Equality Impact Assessment - Results : Revision of the Charter of Patient Rights and Responsibilities
|Title of Policy||Revision of the Charter of Patient Rights and Responsibilities|
|Summary of aims and desired outcomes of Policy||Under the Patient Rights (Scotland) Act 2011, Scottish Ministers must publish a Charter of Patient Rights and Responsibilities which summarises the existing rights and responsibilities of people who use NHS services and receive NHS care in Scotland. The scope of this work is concerned with the language and tone of the Charter as well as the subsequent promotion of the document. This EQIA does not impact-assess the rights contained in the Charter. The policy from which the rights were created will have already been impact assessed, if appropriate.|
|Directorate: Division: team||Healthcare Quality and Improvement Planning and Quality: Person-Centred and Participation Team|
The Patient Rights (Scotland) Act 2011 aims to improve people's experiences of using health services and support them to become more involved in their health and healthcare. The 2011 Act also made provision for the creation of a charter which summarises individual's rights when accessing NHS services in Scotland and the duties of relevant NHS bodies. The Charter summarises existing rights, it does not create any new ones.
The Charter has been revised, following a review in 2017, which found some of the content was out of date, it was not that widely used and some of the language was difficult to understand.
We have been working with internal and external stakeholders, including members of the public, to update the Charter. By refreshing the language and developing an engagement plan to support the promotion of the Charter, the Scottish Government is working to ensure that awareness of the Charter is raised amongst the people of Scotland, and that they are able to access it when they need it, in a way that they can understand.
The Charter has received the Plain English Campaign Crystal Mark, assuring the language used in the document is as clear as possible so people are able to understand and act on it.
The updating of the Charter is not considered to have a negative impact on any of the protected equality groups. It promotes equality by providing everyone in Scotland, including those with protected characteristics, a comprehensive summary of their rights when accessing NHS services in Scotland and provides information about what to do if they feel those rights are not being upheld.

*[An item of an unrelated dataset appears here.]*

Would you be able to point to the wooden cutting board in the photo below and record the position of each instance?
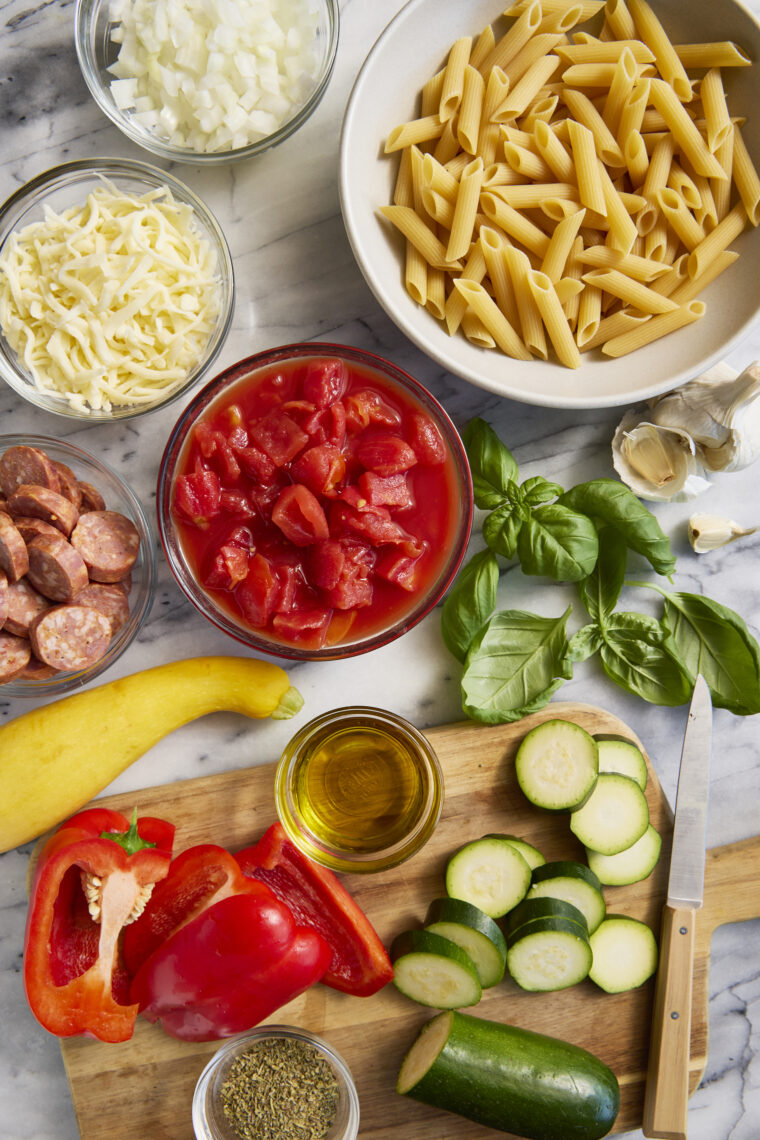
(147, 1083)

The Patient Rights (Scotland) Act 2011 gives everyone the right that the healthcare they receive will consider their needs and what would most benefit their health and wellbeing, encourage them to take part in decisions about their health and wellbeing, and provide them with the information and support they need to do so. It also provides the right for people to give feedback, raise concerns or make complaints about the care they have received.
The 2011 Act made provision for Scottish Ministers to publish a Charter of Patient Rights and Responsibilities, which summarises the duties of relevant NHS bodies as well as the behaviour expected from people accessing services. The Act sets out that the Charter may also include other relevant information, including information relating to treatment time targets. It sets out that nothing in the Charter is to give rise to any new rights, impose any new responsibilities, or alter in any way an existing right or responsibility.
Following the initial review of the Charter in 2017, Ministers agreed that the Charter of Patient Rights and Responsibilities should be revised with an aim to ensure it continues to accurately summarise the rights and responsibilities of everyone who uses NHS services or receives NHS care in Scotland, and remains effective in raising awareness of those rights.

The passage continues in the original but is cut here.